Will confronts Sue and we find out—as suspected—that she was the good cop in the judging room after all, sticking by the Midwestern misfits and pulling for New Directions to win it all. Alas, it wasn’t enough to combat the other celebri-judges.
In the end though, Sue does the right thing and uses her Sue Sexual Blackmail Powers to woo Figgins into giving Glee another shot, mostly because she knows if she doesn’t, she’ll miss antagonizing Will. Also, this line happened: “I recently contacted an exotic animal dealer because I had a very satisfying dream that the two of us went to a zoo and I shoved your face into one of those pink inflamed monkey butts that weeps lymph.” KILLING IT, Sue.
So a lot of loose ends get tied up in the last five minutes: Will and Emma kiss and make up (sort of), Ms. Corcoran adopts Quinn’s baby and Glee Club gets another year. To celebrate the new beginnings for New Directions, Mr. Schuester takes out a ukulele and breaks into the Israel Kamakiwiwo’ole version of “Somewhere Over the Rainbow,” with Puck on guitar.

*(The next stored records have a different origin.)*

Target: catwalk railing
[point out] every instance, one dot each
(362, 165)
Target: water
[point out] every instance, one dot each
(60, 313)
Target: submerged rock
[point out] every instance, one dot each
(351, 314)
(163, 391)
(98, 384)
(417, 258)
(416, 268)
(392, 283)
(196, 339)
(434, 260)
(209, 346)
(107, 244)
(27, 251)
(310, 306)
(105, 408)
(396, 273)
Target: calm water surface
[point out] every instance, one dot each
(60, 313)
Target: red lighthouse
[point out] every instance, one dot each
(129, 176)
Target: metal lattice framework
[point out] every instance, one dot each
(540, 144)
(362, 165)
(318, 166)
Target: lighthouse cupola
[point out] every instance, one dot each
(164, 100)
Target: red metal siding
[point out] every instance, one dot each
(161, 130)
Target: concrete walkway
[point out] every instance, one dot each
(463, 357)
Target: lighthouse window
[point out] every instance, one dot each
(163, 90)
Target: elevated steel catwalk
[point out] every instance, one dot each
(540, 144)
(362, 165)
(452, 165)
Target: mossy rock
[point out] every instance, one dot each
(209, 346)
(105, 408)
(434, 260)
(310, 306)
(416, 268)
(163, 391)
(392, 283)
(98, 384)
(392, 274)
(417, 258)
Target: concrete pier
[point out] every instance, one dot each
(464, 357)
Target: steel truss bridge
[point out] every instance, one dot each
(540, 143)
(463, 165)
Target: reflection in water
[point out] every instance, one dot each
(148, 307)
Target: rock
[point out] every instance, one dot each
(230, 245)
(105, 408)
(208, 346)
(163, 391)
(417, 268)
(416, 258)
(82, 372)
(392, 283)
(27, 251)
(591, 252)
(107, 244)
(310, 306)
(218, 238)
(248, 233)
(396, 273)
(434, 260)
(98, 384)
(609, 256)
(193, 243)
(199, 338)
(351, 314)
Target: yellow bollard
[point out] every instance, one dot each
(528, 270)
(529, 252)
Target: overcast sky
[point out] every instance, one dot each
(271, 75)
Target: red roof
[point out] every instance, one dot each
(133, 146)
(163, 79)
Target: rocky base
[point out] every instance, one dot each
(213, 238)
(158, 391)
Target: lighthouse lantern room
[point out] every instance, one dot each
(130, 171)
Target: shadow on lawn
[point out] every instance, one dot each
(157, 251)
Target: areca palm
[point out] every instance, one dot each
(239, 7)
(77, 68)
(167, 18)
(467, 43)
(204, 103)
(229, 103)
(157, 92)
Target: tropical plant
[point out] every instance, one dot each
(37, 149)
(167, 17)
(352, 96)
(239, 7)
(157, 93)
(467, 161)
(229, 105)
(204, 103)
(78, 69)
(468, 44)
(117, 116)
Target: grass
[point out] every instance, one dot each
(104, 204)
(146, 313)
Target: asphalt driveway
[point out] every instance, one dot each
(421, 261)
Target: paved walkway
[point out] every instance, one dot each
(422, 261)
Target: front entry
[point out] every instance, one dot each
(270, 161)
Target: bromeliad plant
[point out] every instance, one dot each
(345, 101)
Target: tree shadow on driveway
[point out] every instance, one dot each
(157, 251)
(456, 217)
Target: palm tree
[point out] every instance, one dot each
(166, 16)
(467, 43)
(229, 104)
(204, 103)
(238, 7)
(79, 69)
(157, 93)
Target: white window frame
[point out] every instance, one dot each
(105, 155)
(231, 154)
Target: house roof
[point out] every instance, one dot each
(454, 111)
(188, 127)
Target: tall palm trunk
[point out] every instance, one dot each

Oh, the feeeeelings. The song choice borders on Hallmark commercial sap, but ending on an acoustic number instead of a big production was a refreshing, likable conclusion to an over-the-top-even-for-a-show-about-show-choir finale.
It’ll be interesting to see where Glee goes next season, but now that the club for sure has another year, maybe it’s time we can put the whole everyone-being-out-to-destroy-Glee-Club plotline to rest in favor of some new stuff. The show may be almost too ridiculous to watch, but it sure as hell will be entertaining.